From the figure, what is the value of x?

• A. \( 50^\circ \)
• B. \( 120^\circ \)
• C. \( 60^\circ \)
• D. \( 70^\circ \)

Hint:

\textbf{Exterior Angle Theorem.} The Exterior Angle Theorem is a fundamental concept in geometry related to triangles. It states that the measure of an exterior angle of a triangle is equal to the sum of the measures of the two nonadjacent interior angles.

Answer 1

The Correct Option is D

In the given figure, we have a triangle ABC. The angle at vertex A is given as \( 50^\circ \). The exterior angle at vertex C, \( \angle ACD \), is given as \( 120^\circ \).
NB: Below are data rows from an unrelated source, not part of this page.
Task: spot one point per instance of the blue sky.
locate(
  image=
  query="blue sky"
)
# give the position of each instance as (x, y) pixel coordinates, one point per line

We need to find the value of the interior angle at vertex B, which is labeled as \( x \). According to the Exterior Angle Theorem, the exterior angle of a triangle is equal to the sum of the two opposite interior angles. In triangle ABC, the exterior angle at C (\( \angle ACD \)) is equal to the sum of the interior angles at A (\( \angle BAC \)) and B (\( \angle ABC \)). So, we have: $$ \angle ACD = \angle BAC + \angle ABC $$ Substituting the given values: $$ 120^\circ = 50^\circ + x $$ To find the value of \( x \), we can rearrange the equation: $$ x = 120^\circ - 50^\circ $$ $$ x = 70^\circ $$ Therefore, the value of \( x \) is \( 70^\circ \).